Le duc lui demanda des renseignements précis sur la cour, sur le feu roi, sur son fils, sur les princesses. L’enfant satisfit à toutes ces questions, sans éprouver aucun trouble, sans montrer la moindre hésitation. Il décrivit les divers appartements du palais, ceux du feu roi, comme ceux du prince de Galles, suivant les corridors sans se tromper, énumérant les objets qui ornaient chaque pièce, sans rien oublier.

— C’est étrange !

— Merveilleux !

— Inconcevable !

À chaque phrase qu’il achevait de prononcer, une exclamation soulignait l’exactitude de ses indications.

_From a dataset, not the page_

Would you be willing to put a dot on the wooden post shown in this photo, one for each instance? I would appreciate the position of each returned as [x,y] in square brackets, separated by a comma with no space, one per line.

Tom Canty s’était relevé et le considérait avec ravissement.

Le Lord Protecteur hocha la tête, haussa légèrement les épaules et dit :

— Certes, tout ce que dit cet enfant est vrai ; mais le Roi aurait pu dire comme lui, et beaucoup de seigneurs de la Cour savent depuis longtemps tout ce qu’ils viennent d’entendre. En un mot, rien ne prouve…

Le visage de Tom Canty s’assombrit. Son espoir s’évanouissait. Au moment même où il croyait toucher au port vers lequel il se sentait entraîné par tous ses vœux, tout à coup une saute de vent le rejetait en plein océan et ouvrait un gouffre où disparaissait le vrai Roi.